Ce général arrivait d'Egypte. Nous avons vu quel rôle il y avait joué. Depuis long-temps ses grandes qualités étaient connues et appréciées en Europe. Toute l'armée le pleura. Il avait toujours vécu pour la gloire; elle eut sa dernière pensée. Son aide-de-camp l'avait reçu dans ses bras, et cherchait à le secourir; il lui adressa ces belles paroles en expirant: allez dire au premier consul que je meurs avec le regret de n'avoir point assez fait pour vivre dans la postérité.

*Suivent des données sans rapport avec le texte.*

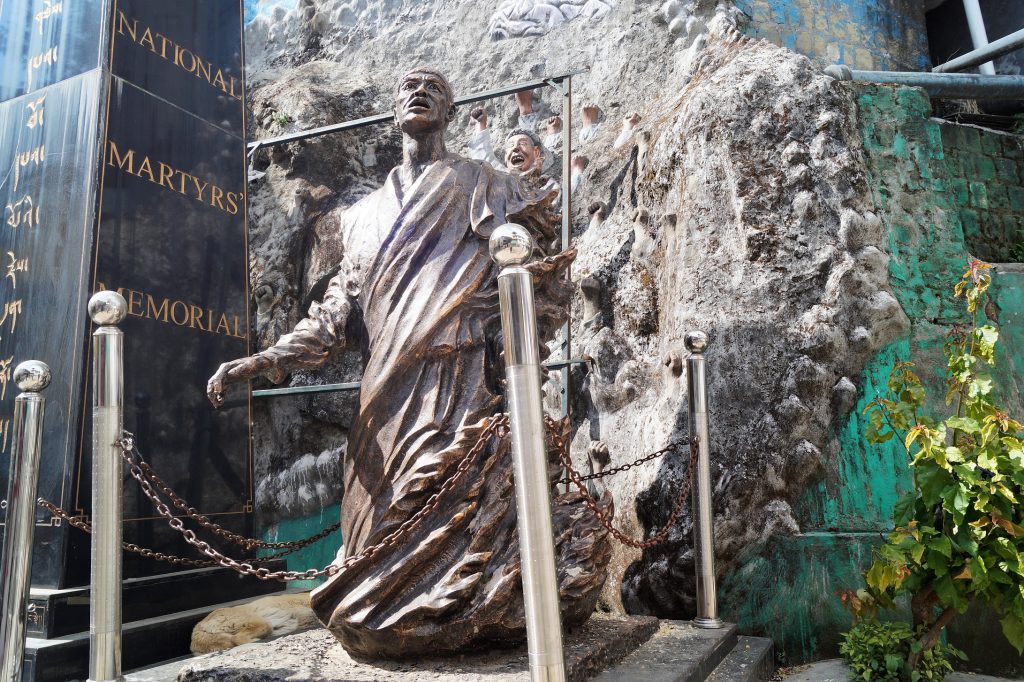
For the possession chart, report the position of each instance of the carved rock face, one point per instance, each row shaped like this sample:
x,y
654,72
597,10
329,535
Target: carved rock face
x,y
759,229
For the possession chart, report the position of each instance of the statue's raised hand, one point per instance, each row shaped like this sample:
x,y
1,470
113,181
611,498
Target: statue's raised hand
x,y
233,372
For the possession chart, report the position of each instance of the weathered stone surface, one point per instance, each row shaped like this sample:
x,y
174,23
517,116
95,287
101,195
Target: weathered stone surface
x,y
739,206
316,655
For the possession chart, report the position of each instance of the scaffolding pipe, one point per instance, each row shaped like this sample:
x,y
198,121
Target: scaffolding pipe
x,y
994,49
946,86
15,563
976,23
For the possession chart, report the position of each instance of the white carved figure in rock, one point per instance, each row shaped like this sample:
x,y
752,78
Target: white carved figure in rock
x,y
591,122
480,144
424,297
515,18
553,140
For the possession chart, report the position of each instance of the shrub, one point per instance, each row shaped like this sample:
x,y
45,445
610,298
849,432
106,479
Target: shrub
x,y
879,651
958,534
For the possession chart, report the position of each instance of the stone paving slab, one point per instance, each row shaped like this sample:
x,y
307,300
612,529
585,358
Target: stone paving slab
x,y
678,652
315,655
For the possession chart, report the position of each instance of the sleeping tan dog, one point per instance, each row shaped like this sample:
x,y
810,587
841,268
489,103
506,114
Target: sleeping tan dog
x,y
267,616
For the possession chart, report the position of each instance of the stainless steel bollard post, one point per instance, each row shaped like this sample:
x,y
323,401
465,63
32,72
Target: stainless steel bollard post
x,y
107,308
704,519
15,567
511,247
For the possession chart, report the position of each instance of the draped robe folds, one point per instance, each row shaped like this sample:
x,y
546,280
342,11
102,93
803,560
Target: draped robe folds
x,y
433,375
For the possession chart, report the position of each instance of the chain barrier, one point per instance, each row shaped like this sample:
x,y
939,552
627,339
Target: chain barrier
x,y
216,528
671,448
561,444
496,427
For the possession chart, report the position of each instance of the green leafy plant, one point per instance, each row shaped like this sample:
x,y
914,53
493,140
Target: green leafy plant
x,y
958,534
880,650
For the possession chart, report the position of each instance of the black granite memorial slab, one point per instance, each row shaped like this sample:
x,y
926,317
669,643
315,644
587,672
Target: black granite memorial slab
x,y
47,145
171,240
179,52
122,137
46,41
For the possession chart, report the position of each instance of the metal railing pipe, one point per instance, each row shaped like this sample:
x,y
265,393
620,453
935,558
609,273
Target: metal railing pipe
x,y
979,37
511,247
15,563
704,519
108,308
949,86
994,49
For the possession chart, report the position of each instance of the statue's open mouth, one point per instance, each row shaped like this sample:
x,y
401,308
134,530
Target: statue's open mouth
x,y
419,104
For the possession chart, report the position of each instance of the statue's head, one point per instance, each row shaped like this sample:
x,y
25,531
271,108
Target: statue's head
x,y
424,101
523,151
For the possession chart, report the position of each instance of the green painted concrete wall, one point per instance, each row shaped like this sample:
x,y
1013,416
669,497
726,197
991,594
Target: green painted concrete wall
x,y
986,169
314,556
786,589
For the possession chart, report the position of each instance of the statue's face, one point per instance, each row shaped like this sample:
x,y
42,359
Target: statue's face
x,y
521,154
423,103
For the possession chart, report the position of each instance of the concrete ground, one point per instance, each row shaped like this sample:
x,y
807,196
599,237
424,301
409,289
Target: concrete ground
x,y
835,670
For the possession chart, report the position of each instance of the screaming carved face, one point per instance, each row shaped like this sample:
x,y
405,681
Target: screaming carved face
x,y
521,155
423,102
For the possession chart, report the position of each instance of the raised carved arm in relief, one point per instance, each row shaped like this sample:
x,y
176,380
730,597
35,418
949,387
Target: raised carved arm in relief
x,y
307,346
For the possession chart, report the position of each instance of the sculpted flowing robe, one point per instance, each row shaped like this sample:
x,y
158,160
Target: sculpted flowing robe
x,y
428,295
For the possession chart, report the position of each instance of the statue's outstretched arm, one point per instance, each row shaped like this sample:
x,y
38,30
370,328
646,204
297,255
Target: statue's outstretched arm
x,y
307,346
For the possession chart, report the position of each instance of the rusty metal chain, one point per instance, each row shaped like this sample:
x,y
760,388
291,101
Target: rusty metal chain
x,y
561,444
671,448
85,526
194,514
497,426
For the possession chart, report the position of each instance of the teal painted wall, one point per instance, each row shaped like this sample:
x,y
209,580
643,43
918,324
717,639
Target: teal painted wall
x,y
314,556
786,589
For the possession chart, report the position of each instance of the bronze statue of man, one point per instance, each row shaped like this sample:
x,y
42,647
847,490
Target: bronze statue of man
x,y
425,287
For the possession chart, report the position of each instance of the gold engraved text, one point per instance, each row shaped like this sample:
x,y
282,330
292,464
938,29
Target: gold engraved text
x,y
182,313
50,9
36,119
181,57
15,265
11,309
23,212
5,376
23,159
36,62
173,179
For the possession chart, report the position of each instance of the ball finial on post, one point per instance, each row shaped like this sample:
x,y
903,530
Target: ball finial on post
x,y
696,341
108,307
32,376
510,245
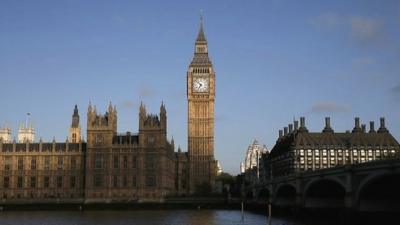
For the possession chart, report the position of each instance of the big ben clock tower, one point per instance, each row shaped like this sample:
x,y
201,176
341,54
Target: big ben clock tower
x,y
201,95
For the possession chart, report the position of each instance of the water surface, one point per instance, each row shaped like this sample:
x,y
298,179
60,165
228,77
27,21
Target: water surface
x,y
135,217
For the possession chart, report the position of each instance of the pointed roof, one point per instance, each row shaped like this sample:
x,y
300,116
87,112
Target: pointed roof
x,y
201,37
76,111
201,58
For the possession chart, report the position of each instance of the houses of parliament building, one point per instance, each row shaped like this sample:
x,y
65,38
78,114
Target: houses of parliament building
x,y
114,167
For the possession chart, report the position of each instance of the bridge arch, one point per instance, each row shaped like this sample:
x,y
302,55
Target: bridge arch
x,y
324,193
264,195
285,195
379,192
250,195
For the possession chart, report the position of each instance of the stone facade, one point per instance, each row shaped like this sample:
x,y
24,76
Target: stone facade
x,y
299,150
46,171
201,96
113,167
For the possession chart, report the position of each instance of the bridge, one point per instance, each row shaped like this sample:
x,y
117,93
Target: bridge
x,y
366,187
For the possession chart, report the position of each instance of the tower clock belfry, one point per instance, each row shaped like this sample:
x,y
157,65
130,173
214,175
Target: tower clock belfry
x,y
201,95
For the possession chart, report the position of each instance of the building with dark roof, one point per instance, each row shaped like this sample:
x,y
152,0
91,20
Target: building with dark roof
x,y
297,149
113,167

La bataille de Marengo, ainsi appelée, du nom de la plaine où elle fut livrée, plaça le comte de Mélas dans la position la plus difficile. Il avait perdu presque toute son artillerie: les vivres lui étaient coupés: il se trouvait séparé de la Toscane et des provinces vénitiennes sujettes à l'empereur, et l'armée de Suchet menaçait de le placer entre deux feux; aussi capitula-t-il. La convention. fut que les Autrichiens remettraient aux Français, les forteresses de Gênes, de Savone, de Coni, de Ceva, de Turin, de Tortone, d'Alexandrie, de Milan, de Pizzigithone, d'Arona et d'Urbin; toute la Ligurie, tout le Piémont, toute la république italienne, à l'exception des villes de Peschiera, de Mantoue, de Borgoforte, de Ferrare

et d'Ancone; à ces conditions, l'armée autrichienne eut la liberté de traverser les cantonnemens français, pour se retirer derrière la ligne du Mincio.

Certes, ces avantages sont très-brillans; mais pour qu'ils pussent tourner entièrement à la gloire de Bonaparte, il faudrait que la victoire qui les produisit, fût bien son ouvrage, et il serait nécessaire encore, à cause de sa qualité de premier magistrat de la république française, que la bataille qui eut cette victoire pour résultat, n'eût pas compromis le salut de la France. Nous venons de voir tout ce que les républicains gagnèrent à la victoire de Marengo; qu'eussent-ils perdu si la défaite de l'armée française se fût achevée ce jour-là? Paris, peutêtre; car, vainqueurs à Marengo, maîtres comme ils l'étaient de Gênes, il était possible en effet que les Autrichiens vinssent asseoir leur camp jusque sous les murs de la capitale de la France, comme les Anglais le firent en 1815, après la bataille du MontSaint-Jean.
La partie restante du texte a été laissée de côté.